Analysis of the RNA structure is particularly relevant for ncRNAs as they are thought to exert their function by interacting with other molecules via their secondary structure. We then sought to determine whether an overall structural difference exists between protein coding RNAs and different classes of ncRNA transcripts. To avoid biases due to differential coverage, only transcript positions with sequencing depth greater than 50× were considered (Supplementary methods in Additional file 1). Analysis of normalized reactivity showed a significantly lower average reactivity of snoRNAs (average 0.282, P-value 1.1e-87, Wilcoxon rank sum test), snRNAs (average 0.295, P-value 2.1e-146, Wilcoxon rank sum test), tRNAs (average 0.251, P-value 2.5e-9, Wilcoxon rank sum test), and long intergenic non-coding RNA (lincRNAs; average 0.309, P-value 7.4e-48, Wilcoxon rank sum test) compared with mRNAs (average 0.366) (Figure 4e). Collectively, these data reveal a higher structuring of ncRNA transcripts compared with mRNAs.

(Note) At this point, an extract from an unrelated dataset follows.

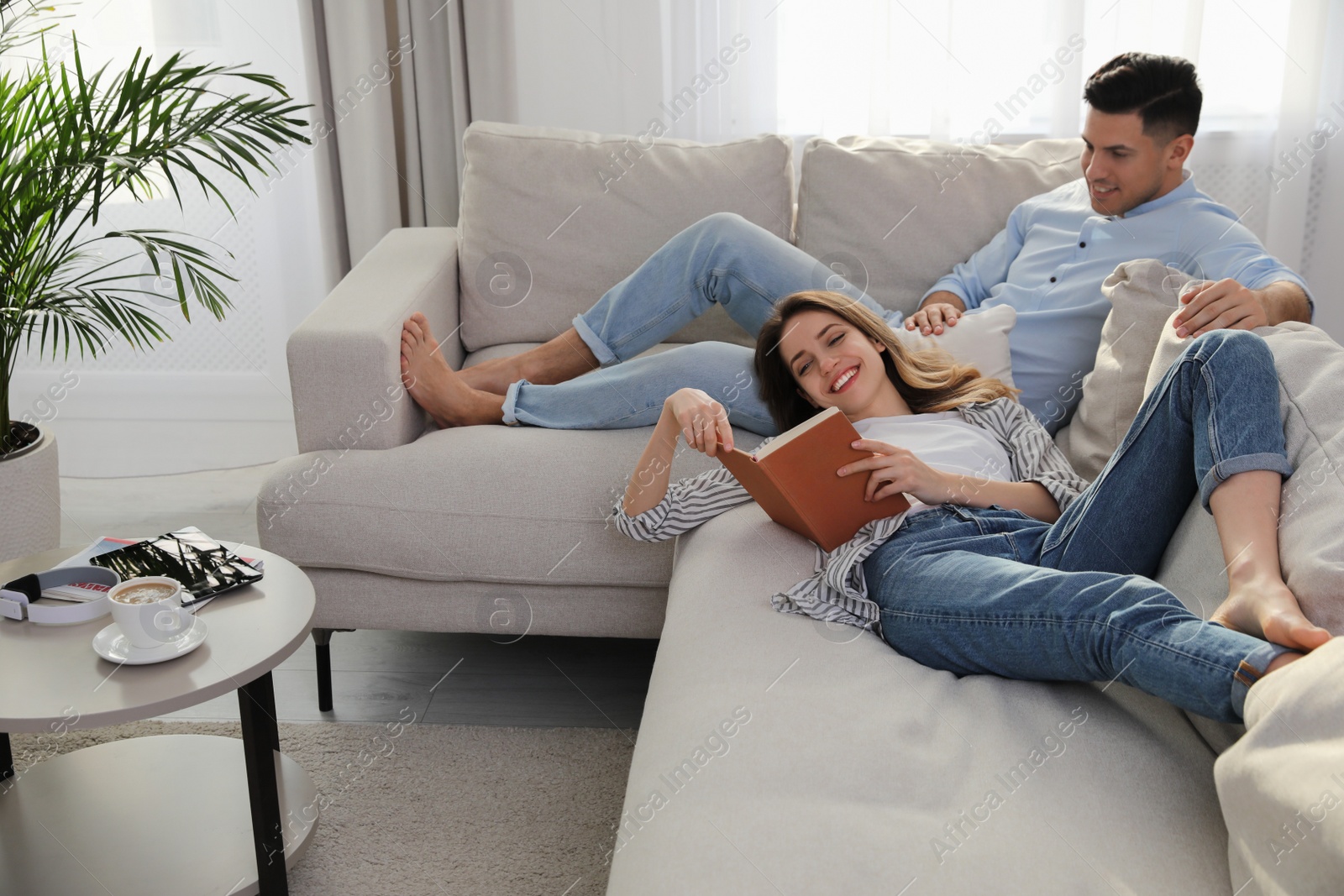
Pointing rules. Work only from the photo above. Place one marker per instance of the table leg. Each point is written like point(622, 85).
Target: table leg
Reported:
point(261, 741)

CIRS-seq identifies structural requirements of RNA binding proteins

RNA-protein interactions are strongly influenced by secondary structures. Determining the structural requirements for RBPs to bind to their cognate targets is required to understand their roles and mechanisms of action. To this end, we analyzed from a structural perspective the binding sites of the highly conserved RBP Lin28a. Lin28a is highly expressed in ESCs, and is one of the factors required for the reprogramming of human fibroblasts to induced pluripotent stem cells [60]. To investigate the structural requirements of Lin28a binding, we analyzed a previously published CLIP-seq dataset of Lin28a in ESCs [61]. We identified peaks of Lin28a enrichment across the mouse transcriptome, and calculated average reactivity on a window of 300 nucleotides surrounding summits of the peaks (Figure 5a). While more distal regions around the Lin28a peaks showed a level of reactivity comparable to that of the coding sequence (average 0.21), in agreement with a preferential positioning of Lin28a binding sites within this region, we observed a significant and progressive increase in the accessibility proceeding toward the peak summits (maximum 0.34, ±25 nucleotides average 0.27, P-value 6.2e-79, Wilcoxon rank sum test). Concordant with this observation, analysis of putative Lin28a binding sites revealed that the target A/G-rich motifs tends to assume a single-stranded conformation within the loop regions of hairpin-like structures (Figure 5b). This result is in agreement with previous in silico predictions based on the analysis of Watson-Crick pair co-occurrence around the Lin28a consensus [61].
Figure 5

CIRS-seq reveals structural preferences of RNA binding proteins. (a) Average reactivity across 300 nucleotides surrounding summits of Lin28a peaks. (b) Representation of sample secondary structures for Lin28a binding sites. Bases are color coded according to their reactivity. The purine-rich motifs are highlighted in green.

Discussion

In this work we have defined, for the first time, the complete RNA structurome of mouse ESCs. Our analysis revealed the structural features of mRNAs and ncRNAs, and identified the structural requirements for Lin28a RNA binding protein.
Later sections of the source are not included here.